Изменить стиль страницы

Став богомольной, однако, не сделалась ханжой, была прежней Терезой – умницей, практичной хозяйкой, матерью. Это последнее и возвышало ее до святого сияния мадонны.

Однажды он спросил – хорошо ли она устроилась в своих комнатах, может быть, ей чего-нибудь не хватает. Она поглядела долгим взглядом.

– Хватает, – вздохнула. – Но если б в окнах спальни сделать цветные стекла – красные, синие, желтые… как в церкви…

Вспомнила старенькую кирху в родном городишке, что-то далекое, из детства.

Он нежно обнял ее. «Милая, – шепнул, – милая…» – и неожиданно – по-русски:

– Лапушка…

Цветные стекла были вставлены. Они отлично связались со святым Иеронимом и распятием. Тереза радовалась, как девочка. Красивым стеклам, конечно, но еще больше вниманию мужа, его ласковым словам.

– Ты у меня, – сказал Дуров, – подлинная артистка.

А на втором этаже все было куда как проще, без цветных стекjл. Без сентиментальных воспоминаний. Довольно откровенно.

Там иной раз граммофон рыдал цыганщину. На черном диске вертелся толстый мальчишка с крылышками, гусиным пером записывал Варю Панину или даже начавшую входить в моду очаровательную госпожу Вяльцеву.
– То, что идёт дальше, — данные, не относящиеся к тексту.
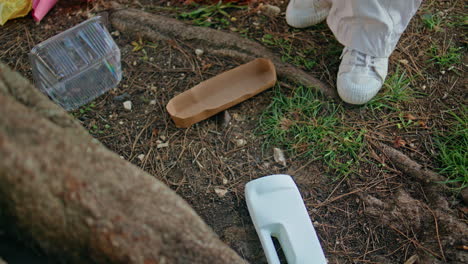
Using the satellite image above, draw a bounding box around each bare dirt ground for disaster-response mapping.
[0,0,468,263]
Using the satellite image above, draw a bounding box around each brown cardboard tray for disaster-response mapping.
[166,58,276,128]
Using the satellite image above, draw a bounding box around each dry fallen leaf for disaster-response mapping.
[214,188,228,198]
[393,136,406,148]
[273,148,286,167]
[405,114,417,121]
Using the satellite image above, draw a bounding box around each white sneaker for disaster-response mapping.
[286,0,331,28]
[336,48,388,105]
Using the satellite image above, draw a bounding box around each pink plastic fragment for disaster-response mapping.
[33,0,93,22]
[33,0,57,22]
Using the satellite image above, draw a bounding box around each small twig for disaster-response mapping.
[390,225,441,258]
[422,203,447,262]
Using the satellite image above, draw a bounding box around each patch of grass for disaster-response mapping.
[421,13,442,31]
[261,34,317,70]
[435,106,468,189]
[367,68,415,111]
[259,87,366,176]
[179,1,247,27]
[428,42,463,69]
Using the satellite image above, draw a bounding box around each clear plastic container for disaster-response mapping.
[29,16,122,110]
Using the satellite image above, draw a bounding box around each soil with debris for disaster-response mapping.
[0,0,468,264]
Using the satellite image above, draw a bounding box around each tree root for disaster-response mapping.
[110,9,338,99]
[358,189,468,263]
[0,63,246,264]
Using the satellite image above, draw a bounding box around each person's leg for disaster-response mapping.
[286,0,331,28]
[327,0,422,104]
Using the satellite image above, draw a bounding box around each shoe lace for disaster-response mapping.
[340,48,376,68]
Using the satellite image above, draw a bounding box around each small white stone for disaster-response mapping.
[195,49,205,56]
[261,4,281,16]
[399,59,408,65]
[156,142,169,148]
[235,138,247,148]
[124,101,132,111]
[215,188,228,198]
[273,148,286,167]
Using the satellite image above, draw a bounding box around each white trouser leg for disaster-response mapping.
[327,0,422,57]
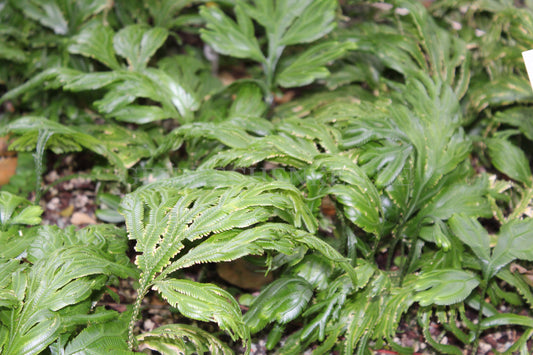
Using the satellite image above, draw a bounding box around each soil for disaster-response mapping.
[31,162,533,355]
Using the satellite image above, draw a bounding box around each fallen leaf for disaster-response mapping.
[217,259,274,290]
[70,212,96,226]
[59,205,74,217]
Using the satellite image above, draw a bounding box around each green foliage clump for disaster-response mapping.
[0,0,533,354]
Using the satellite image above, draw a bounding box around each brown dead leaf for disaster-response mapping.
[70,212,96,226]
[59,205,74,217]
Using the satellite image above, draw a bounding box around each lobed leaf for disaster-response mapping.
[153,279,249,340]
[414,269,479,307]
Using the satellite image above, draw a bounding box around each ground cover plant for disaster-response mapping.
[0,0,533,354]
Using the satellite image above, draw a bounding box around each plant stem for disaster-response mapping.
[33,129,54,205]
[507,187,533,221]
[472,278,489,354]
[128,274,150,350]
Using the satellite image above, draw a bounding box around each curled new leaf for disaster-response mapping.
[244,277,313,333]
[154,279,249,340]
[414,269,479,306]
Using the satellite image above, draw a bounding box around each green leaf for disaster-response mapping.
[153,279,249,340]
[62,312,135,355]
[487,138,533,186]
[480,313,533,329]
[3,245,130,354]
[276,42,357,88]
[489,218,533,277]
[200,6,264,62]
[276,0,337,46]
[68,22,120,69]
[494,107,533,140]
[414,269,479,307]
[0,191,43,228]
[468,75,533,112]
[137,324,233,355]
[448,214,490,268]
[420,222,452,251]
[0,40,28,63]
[244,277,313,333]
[15,0,69,35]
[113,25,168,70]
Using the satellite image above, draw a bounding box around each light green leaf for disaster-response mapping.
[244,277,313,333]
[276,42,357,87]
[112,105,175,124]
[0,191,43,227]
[153,279,249,340]
[419,179,492,220]
[137,324,233,355]
[489,218,533,277]
[359,145,413,187]
[14,0,69,35]
[200,6,264,62]
[448,214,490,268]
[420,223,451,251]
[494,106,533,140]
[11,206,43,225]
[480,313,533,329]
[274,0,337,46]
[468,75,533,112]
[414,269,479,307]
[487,138,533,186]
[61,312,135,355]
[68,22,120,69]
[0,39,28,63]
[113,25,168,70]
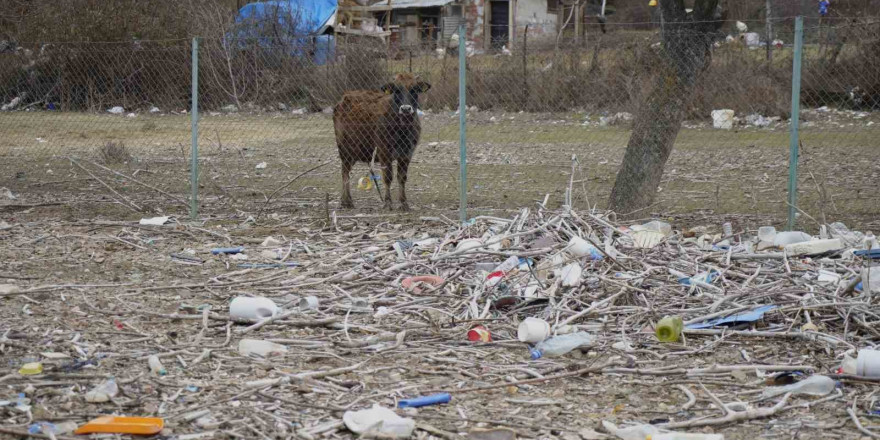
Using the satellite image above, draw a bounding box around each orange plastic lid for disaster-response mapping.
[74,416,165,435]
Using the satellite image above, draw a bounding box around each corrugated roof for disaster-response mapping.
[367,0,454,11]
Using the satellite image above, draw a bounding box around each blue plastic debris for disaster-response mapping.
[678,270,718,286]
[397,393,452,408]
[853,249,880,260]
[685,305,776,330]
[211,246,244,255]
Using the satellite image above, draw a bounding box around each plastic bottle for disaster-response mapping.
[762,375,837,398]
[531,332,594,359]
[721,222,733,237]
[864,231,880,250]
[86,377,119,403]
[656,316,684,342]
[147,355,168,376]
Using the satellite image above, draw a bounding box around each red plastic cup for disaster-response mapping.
[468,325,492,342]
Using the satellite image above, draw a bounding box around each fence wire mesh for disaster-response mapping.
[0,19,880,227]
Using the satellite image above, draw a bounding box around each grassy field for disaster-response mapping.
[0,112,880,232]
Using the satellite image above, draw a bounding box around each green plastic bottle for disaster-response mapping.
[657,316,684,342]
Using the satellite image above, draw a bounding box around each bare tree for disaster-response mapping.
[609,0,723,214]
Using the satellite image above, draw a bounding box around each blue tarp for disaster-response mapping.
[234,0,336,64]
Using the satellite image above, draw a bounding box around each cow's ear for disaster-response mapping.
[416,81,431,93]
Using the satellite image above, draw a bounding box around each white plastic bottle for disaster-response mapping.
[531,332,594,359]
[147,355,168,376]
[86,377,119,403]
[763,375,837,398]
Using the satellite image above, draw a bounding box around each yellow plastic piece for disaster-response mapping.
[74,416,165,435]
[18,362,43,376]
[657,316,684,342]
[358,177,373,191]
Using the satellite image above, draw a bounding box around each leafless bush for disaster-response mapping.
[98,141,132,165]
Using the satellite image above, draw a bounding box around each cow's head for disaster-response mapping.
[382,73,431,115]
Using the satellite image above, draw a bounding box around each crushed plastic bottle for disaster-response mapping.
[762,375,837,398]
[530,332,595,359]
[86,377,119,403]
[147,355,168,376]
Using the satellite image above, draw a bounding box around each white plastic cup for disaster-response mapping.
[516,317,550,344]
[229,296,279,319]
[565,236,594,257]
[299,296,320,310]
[856,350,880,377]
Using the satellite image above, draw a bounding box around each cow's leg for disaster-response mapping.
[397,157,410,211]
[341,155,354,208]
[382,158,394,210]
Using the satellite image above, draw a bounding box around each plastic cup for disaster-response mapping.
[229,296,278,319]
[299,296,320,310]
[856,350,880,377]
[516,318,550,344]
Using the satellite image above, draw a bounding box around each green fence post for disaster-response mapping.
[788,16,804,231]
[458,24,467,223]
[189,38,199,220]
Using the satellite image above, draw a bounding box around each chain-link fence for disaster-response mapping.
[0,19,880,229]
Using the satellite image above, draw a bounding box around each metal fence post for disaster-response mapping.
[788,16,804,231]
[189,37,199,220]
[458,24,467,223]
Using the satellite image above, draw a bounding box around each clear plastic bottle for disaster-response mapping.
[147,355,168,376]
[531,332,594,359]
[86,377,119,403]
[763,375,837,398]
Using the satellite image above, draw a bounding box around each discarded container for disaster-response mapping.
[299,296,320,310]
[721,222,733,237]
[397,393,452,408]
[342,404,416,438]
[565,236,603,260]
[18,362,43,376]
[761,375,837,398]
[783,238,843,257]
[467,325,492,342]
[147,355,168,376]
[712,110,736,130]
[773,231,813,247]
[656,316,684,342]
[400,275,446,293]
[229,296,279,320]
[516,317,550,344]
[559,263,583,287]
[211,246,244,255]
[455,238,483,252]
[864,231,880,251]
[856,349,880,377]
[861,266,880,292]
[74,416,165,435]
[238,339,287,357]
[86,378,119,403]
[758,226,776,243]
[531,332,594,359]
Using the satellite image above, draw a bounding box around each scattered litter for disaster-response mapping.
[397,393,452,408]
[342,404,416,438]
[75,416,165,435]
[138,216,171,226]
[712,110,735,130]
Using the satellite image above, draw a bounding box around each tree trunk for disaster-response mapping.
[609,0,721,215]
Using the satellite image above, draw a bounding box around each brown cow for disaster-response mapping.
[333,73,431,211]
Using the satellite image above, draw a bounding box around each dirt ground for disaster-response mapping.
[0,208,875,439]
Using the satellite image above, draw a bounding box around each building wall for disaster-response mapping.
[515,0,557,35]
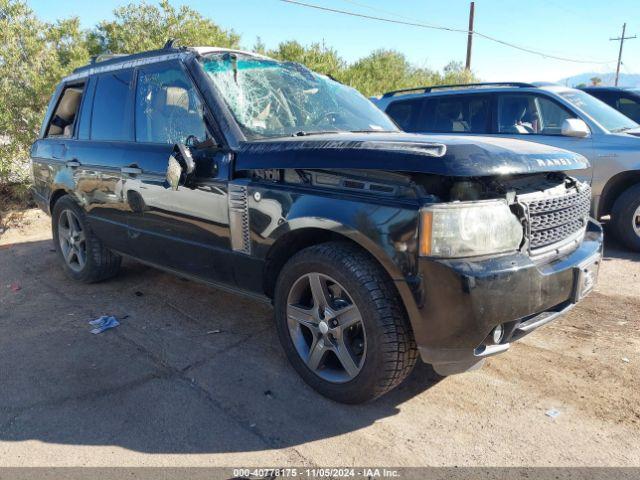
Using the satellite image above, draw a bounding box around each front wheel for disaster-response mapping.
[275,242,417,403]
[611,184,640,252]
[51,196,122,283]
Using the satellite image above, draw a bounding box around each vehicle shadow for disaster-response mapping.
[0,240,442,453]
[604,225,640,262]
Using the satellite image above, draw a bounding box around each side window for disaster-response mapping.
[135,65,207,143]
[91,70,133,141]
[428,95,491,133]
[498,94,575,135]
[78,79,96,140]
[45,85,84,138]
[386,98,424,132]
[618,97,640,122]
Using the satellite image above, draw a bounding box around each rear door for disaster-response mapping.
[123,61,233,283]
[67,69,134,253]
[31,81,86,209]
[492,92,595,182]
[386,94,491,135]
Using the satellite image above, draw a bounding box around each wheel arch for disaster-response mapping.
[598,170,640,217]
[49,188,70,215]
[263,219,419,330]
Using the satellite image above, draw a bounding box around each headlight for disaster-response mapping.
[420,200,523,258]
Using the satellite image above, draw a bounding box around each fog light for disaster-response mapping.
[492,325,504,345]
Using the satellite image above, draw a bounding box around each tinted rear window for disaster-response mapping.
[424,95,491,133]
[91,70,133,140]
[386,98,424,132]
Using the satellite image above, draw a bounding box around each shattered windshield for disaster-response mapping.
[202,53,397,139]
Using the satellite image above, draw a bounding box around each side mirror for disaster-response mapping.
[166,143,196,190]
[562,118,591,138]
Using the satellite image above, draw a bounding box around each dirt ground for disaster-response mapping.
[0,210,640,467]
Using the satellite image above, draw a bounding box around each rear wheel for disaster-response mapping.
[51,196,122,283]
[275,242,417,403]
[611,184,640,252]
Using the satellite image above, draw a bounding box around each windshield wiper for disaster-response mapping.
[291,130,340,137]
[349,130,402,133]
[611,127,634,133]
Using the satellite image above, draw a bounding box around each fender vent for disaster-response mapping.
[229,183,251,255]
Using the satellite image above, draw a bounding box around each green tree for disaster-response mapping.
[89,0,240,55]
[267,41,345,78]
[0,0,89,184]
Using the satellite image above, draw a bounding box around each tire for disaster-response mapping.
[51,195,122,283]
[611,184,640,252]
[274,242,418,404]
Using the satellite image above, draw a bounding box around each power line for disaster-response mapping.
[280,0,611,64]
[609,23,637,87]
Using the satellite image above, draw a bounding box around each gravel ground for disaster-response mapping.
[0,210,640,466]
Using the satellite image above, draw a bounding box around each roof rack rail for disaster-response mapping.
[90,53,127,65]
[73,39,187,73]
[382,82,536,98]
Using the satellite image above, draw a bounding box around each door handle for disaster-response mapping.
[120,167,142,175]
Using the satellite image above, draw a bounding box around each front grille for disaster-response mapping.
[521,184,591,255]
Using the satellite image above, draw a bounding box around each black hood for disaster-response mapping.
[235,132,589,177]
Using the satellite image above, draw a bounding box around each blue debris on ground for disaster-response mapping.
[89,315,120,335]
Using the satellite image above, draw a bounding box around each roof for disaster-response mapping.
[64,42,269,81]
[371,82,574,110]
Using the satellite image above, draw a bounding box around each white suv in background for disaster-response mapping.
[372,82,640,251]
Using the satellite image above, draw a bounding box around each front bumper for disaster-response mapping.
[407,221,603,375]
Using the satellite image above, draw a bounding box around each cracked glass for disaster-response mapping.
[202,53,398,140]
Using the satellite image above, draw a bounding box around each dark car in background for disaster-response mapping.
[31,45,602,403]
[579,87,640,123]
[372,82,640,251]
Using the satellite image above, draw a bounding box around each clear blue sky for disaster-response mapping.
[29,0,640,81]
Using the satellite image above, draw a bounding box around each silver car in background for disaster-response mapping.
[372,82,640,251]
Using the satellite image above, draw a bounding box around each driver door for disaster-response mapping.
[122,61,233,283]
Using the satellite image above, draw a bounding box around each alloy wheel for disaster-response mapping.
[287,272,367,383]
[58,210,87,272]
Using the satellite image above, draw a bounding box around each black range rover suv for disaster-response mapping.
[31,45,602,403]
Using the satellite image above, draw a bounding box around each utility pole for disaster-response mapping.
[609,23,636,87]
[465,2,476,71]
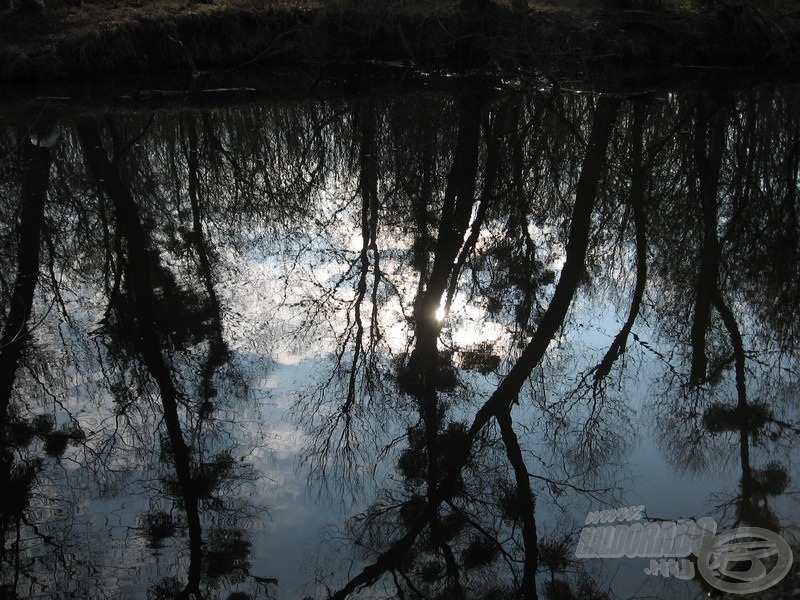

Бель Элен любила сумасшедшие придыханья и вскрикиванья цыганских песен. Сама, смешно коверкая русские слова, с приятной хрипотцой пела:

Эй-ха-ли дси-ка-а-нэ с я-ре-ма-ре-ки…

Анатолий-младший смеялся, передразнивал:

– Дси-ка-а-нэ!

Он относился к ней… как бы это сказать? Вернее всего, он к ней никак не относился. Она была добра, смешлива, игрунья. Это ему нравилось, ни о чем другом он, восьмилетний озорник, пока не задумывался.

Совсем иное, противоположное, было у девочек. Старшей, Евлампии (Ляле), исполнилось четырнадцать; младшей – Марусе – одиннадцать. Маленькие женщины, они отлично понимали, что в их семье Прекрасная Елена. Собственно, что она для матери, для мутерхен. Они любили Терезу, чувство ревнивой обиды за нее едва не обернулось неприязнью, враждебностью к отцу. Но он-то – красавец, острослов, блестящий артист, художник, – он представлялся им не просто человеком, не просто отцом: он существовал как бог. Не в их девичьих, детских даже силенках было восстать против божества. Они и не пытались это делать, но затаили в себе глухую, прочную нелюбовь ко «второй маменьке», как с ехидцей выражалась острая на язычок Ляля.

Внешне не выказывая своих чувств к Прекрасной Елене, хорошо, светски воспитанные девочки вложили их в имя, которым сразу же окрестили ее в заглазных разговорах о ней:  Е л е н к а.  Для них она была не Елена Робертовна, не Бель Элен, а так – дрянцо, ничтожество, случайно откуда-то с улицы залетевшая в комнаты назойливая муха.

Еленка – да и все тут.

А что же сам Анатолий Леонидович?

Глубокой ночью скрипят ступени деревянной лестницы. За цветными стеклами в нижнем этаже – приглушенный, затененный свет ночника (еще нет электричества, еще – керосин). Наверху черная пластинка крутится-вертится: «Эх! Все, что было… Эх! Все, что было»… Кряхтит в угловой Клементьич – староват, немощен, поясница донимает, – а все тот же верный личарда, что и десять, что и двадцать лет назад… Анатошка бормочет во сне: «А вот как поддам!.. Как поддам…» Драчун, забияка, вечные проказы на уме. В крохотной комнатушке под лестницей, где спит Феня, – тишина могильная. Здоровому, крепкому сну беззаботной молодости – как не позавидовать!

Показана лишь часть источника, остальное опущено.